Why China's Leading Property Developer Is Giving Huge Discounts To Taobao Shoppers
In an unusual cross-promotion, China Vanke Co., the country’s largest property developer, is offering discounts of 50,000 to 2 million yuan ($8,125 to $325,000) to homebuyers who spent a similar sum on Alibaba’s Taobao, China’s largest e-commerce platform. The promotion, which began Sunday and will last through the end of September, will affect buyers in 23 Vanke developments across China.
At first glance, the promotion is little more than a publicity stunt involving two of China’s highest-profile companies. But Vanke’s involvement with Alibaba also reflects the intersection of two disparate trends in China. One is how Beijing’s attempt to cool its housing market has forced property developers to get creative in luring homebuyers. The second is the growing significance of e-commerce platforms, the most dominant of which is Taobao, in China’s economy.
For years, property developers played a major role in facilitating China’s real estate boom, constructing rows of modern apartment complexes for the growing urban middle class. But last year, fearful a housing bubble posed a threat to the economy, Beijing tightened credit, raised mortgage requirements and restricted buyers’ ability to own multiple properties. The moves worked. A sample of 70 Chinese cities surveyed in June indicated housing prices fell in 55 of them, the sharpest drop in five years.
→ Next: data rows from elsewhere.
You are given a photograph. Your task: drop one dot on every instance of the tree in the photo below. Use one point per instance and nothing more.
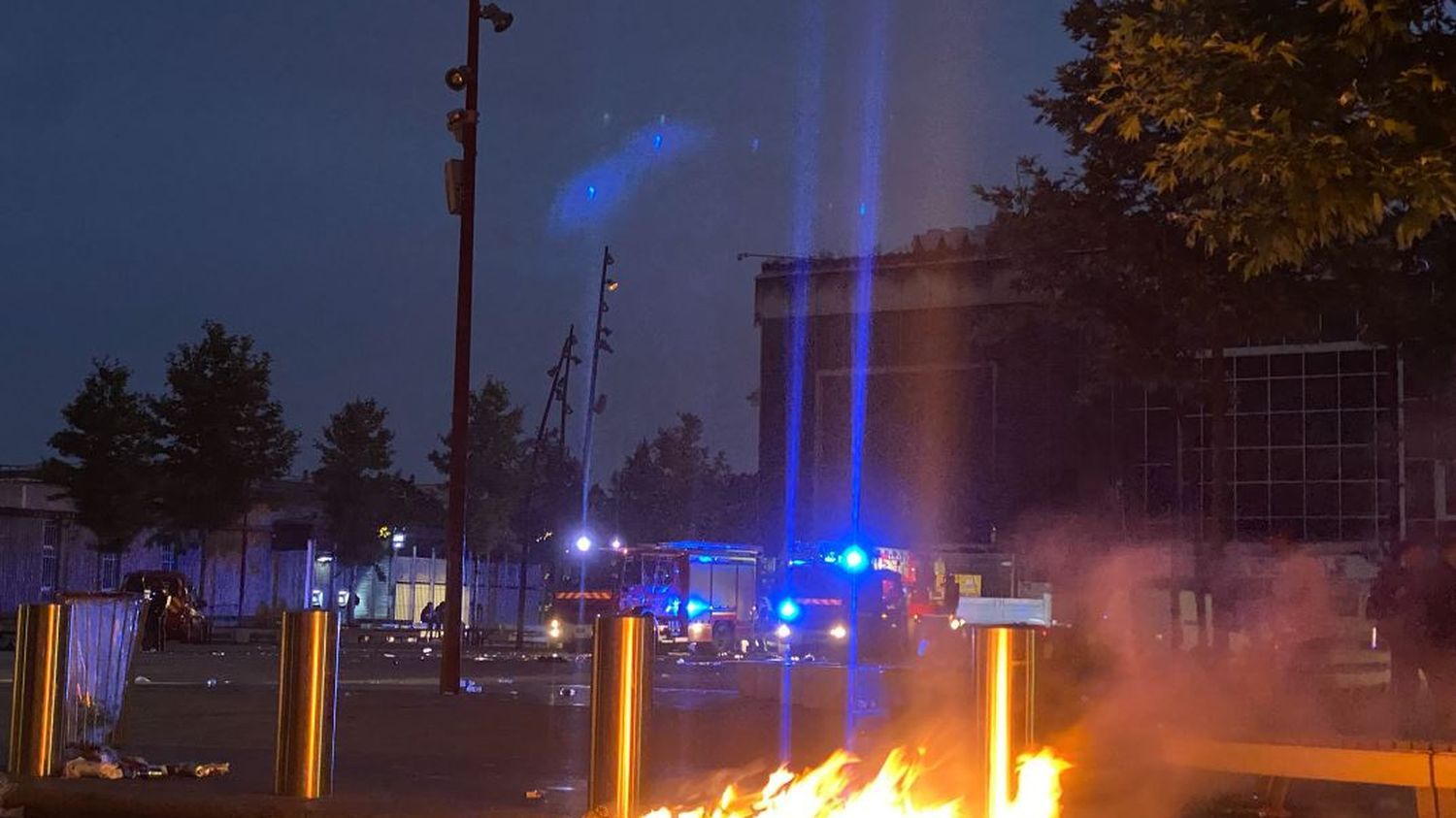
(1107, 244)
(1283, 127)
(221, 434)
(107, 457)
(495, 474)
(355, 454)
(675, 488)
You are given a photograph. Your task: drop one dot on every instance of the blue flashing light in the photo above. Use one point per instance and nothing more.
(853, 559)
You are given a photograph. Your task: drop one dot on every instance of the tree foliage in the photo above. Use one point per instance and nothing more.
(360, 494)
(495, 468)
(1281, 127)
(107, 457)
(675, 488)
(221, 430)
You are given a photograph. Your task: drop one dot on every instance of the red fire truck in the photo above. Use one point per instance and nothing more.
(704, 596)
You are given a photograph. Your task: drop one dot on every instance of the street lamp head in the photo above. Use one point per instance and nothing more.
(457, 78)
(500, 17)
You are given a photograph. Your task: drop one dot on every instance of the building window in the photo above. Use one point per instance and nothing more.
(1444, 489)
(110, 578)
(50, 571)
(1312, 444)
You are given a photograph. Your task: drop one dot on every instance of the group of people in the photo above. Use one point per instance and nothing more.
(1412, 603)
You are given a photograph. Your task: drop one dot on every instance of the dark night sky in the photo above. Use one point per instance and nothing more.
(276, 165)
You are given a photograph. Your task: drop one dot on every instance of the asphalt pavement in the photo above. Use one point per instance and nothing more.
(402, 748)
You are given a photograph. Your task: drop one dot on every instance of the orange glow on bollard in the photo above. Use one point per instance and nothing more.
(620, 693)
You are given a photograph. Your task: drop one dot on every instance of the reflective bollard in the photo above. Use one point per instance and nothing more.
(1007, 681)
(620, 696)
(35, 704)
(308, 693)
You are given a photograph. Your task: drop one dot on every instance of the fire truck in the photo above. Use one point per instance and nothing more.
(702, 596)
(827, 600)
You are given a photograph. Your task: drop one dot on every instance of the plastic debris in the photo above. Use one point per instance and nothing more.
(90, 769)
(194, 770)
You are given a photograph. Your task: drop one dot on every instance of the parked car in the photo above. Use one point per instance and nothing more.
(183, 620)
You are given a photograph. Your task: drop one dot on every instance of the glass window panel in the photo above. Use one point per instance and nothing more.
(1321, 428)
(1321, 364)
(1356, 390)
(1321, 500)
(1252, 430)
(1287, 364)
(1251, 465)
(1357, 529)
(1287, 465)
(1286, 500)
(1286, 430)
(1357, 361)
(1251, 396)
(1252, 500)
(1286, 393)
(1322, 463)
(1251, 366)
(1321, 393)
(1357, 427)
(1357, 500)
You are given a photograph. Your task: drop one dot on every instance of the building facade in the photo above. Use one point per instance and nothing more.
(977, 416)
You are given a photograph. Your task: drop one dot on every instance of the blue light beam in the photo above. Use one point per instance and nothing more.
(608, 185)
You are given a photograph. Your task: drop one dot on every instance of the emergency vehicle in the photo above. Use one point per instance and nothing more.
(702, 596)
(838, 605)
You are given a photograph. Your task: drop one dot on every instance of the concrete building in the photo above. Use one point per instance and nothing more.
(969, 418)
(977, 418)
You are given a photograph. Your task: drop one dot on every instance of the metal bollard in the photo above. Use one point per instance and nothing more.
(620, 696)
(40, 677)
(308, 692)
(1007, 680)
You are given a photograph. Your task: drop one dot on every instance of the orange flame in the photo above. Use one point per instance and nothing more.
(827, 792)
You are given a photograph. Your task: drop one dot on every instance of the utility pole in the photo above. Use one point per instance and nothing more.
(599, 343)
(558, 392)
(460, 197)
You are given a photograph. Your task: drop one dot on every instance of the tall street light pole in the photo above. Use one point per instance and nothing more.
(460, 197)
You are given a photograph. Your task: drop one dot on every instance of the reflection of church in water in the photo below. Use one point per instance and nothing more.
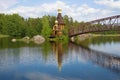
(58, 31)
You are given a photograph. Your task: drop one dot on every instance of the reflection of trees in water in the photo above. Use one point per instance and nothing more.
(49, 51)
(99, 58)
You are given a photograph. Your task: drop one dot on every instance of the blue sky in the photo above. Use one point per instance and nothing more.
(81, 10)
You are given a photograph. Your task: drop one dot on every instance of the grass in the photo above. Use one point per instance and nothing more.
(2, 36)
(105, 34)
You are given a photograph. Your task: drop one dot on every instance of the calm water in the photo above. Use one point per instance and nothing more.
(61, 61)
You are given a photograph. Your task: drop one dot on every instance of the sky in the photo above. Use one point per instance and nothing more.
(80, 10)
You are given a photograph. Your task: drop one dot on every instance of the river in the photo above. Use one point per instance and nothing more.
(100, 60)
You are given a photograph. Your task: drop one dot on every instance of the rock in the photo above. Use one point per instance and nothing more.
(13, 40)
(38, 39)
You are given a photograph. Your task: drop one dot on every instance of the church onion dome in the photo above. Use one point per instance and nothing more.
(56, 22)
(60, 18)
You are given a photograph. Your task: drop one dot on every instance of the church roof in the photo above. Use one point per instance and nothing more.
(60, 19)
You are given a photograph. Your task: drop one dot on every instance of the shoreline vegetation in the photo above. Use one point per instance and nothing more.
(2, 36)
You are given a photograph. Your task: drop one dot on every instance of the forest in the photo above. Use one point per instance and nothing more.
(17, 26)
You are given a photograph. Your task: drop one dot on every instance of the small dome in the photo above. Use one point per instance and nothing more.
(59, 10)
(56, 21)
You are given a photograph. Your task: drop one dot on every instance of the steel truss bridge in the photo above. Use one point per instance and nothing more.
(100, 25)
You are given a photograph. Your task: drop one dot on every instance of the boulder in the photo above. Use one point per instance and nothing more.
(38, 39)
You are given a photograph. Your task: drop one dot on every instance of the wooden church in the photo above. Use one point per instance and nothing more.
(59, 25)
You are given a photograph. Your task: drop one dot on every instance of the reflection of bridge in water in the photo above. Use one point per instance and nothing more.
(99, 58)
(61, 55)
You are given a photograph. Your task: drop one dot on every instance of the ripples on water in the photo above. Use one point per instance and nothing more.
(56, 61)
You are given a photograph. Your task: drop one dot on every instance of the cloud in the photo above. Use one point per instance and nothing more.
(80, 13)
(4, 4)
(115, 4)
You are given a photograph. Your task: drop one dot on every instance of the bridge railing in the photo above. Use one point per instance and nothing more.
(100, 25)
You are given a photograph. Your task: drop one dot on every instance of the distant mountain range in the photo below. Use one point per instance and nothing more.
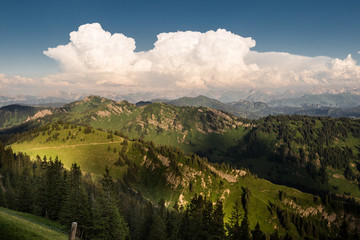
(248, 103)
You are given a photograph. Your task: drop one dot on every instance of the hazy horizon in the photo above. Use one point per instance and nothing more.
(198, 48)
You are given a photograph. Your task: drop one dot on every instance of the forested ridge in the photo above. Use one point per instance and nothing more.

Property developers, fueled by cheap credit provided by local governments, felt the pinch, in turn reducing purchases of commodities like steel and cement that play a central role in China’s economy.
Although Vanke has managed to avoid a downturn -- the company reported profits up 5.6 percent in the first half of 2014 -- the company has still aggressively sought affiliate deals with a range of Chinese Internet companies. And Taobao -- the world’s 9th most popular site, according to Alexa.com -- in many ways provides an ideal partner for the property development giant.
Although high-end retailers have had a foothold in China for decades, comparatively few companies have a brick-and-mortar presence outside the country’s major cities, said Christine Lu, the CEO of Affinity China and an expert on Chinese business.
“Offline shopping is very limited for luxury goods in China,” she said. “In the same way that many Chinese people used a cell phone before a land line, many people also shop for luxury brands online before setting foot in the store.”
Taobao, eager to shed its old image as a chaotic marketplace rife with forgery and counterfeit goods, has sought the cachet of luxury brands like Burberry, the British clothing and accessory company that maintains a virtual shop on TMall, a Taobao spinoff site. This model may explain the e-commerce site’s interest in Vanke.
“Taobao wants to get away from its old reputation as a low-end, low-price, chaotic marketplace full of fakes,” says Avery Booker, a partner at China Luxury Advisors.
But Taobao’s most important asset may be data. Lu said each of the millions of daily transactions on Taobao provides Alibaba, its parent company, with precise information about its customer base, which the company in turn can sell to businesses looking for accurate marketing data.
“When someone ends up buying something on Taobao, the company can segment this information by geography, gender and other categories. This is information that companies find very valuable,” she said. “I’m sure Taobao wouldn’t be involved in this promotion if there wasn’t something in it for them.”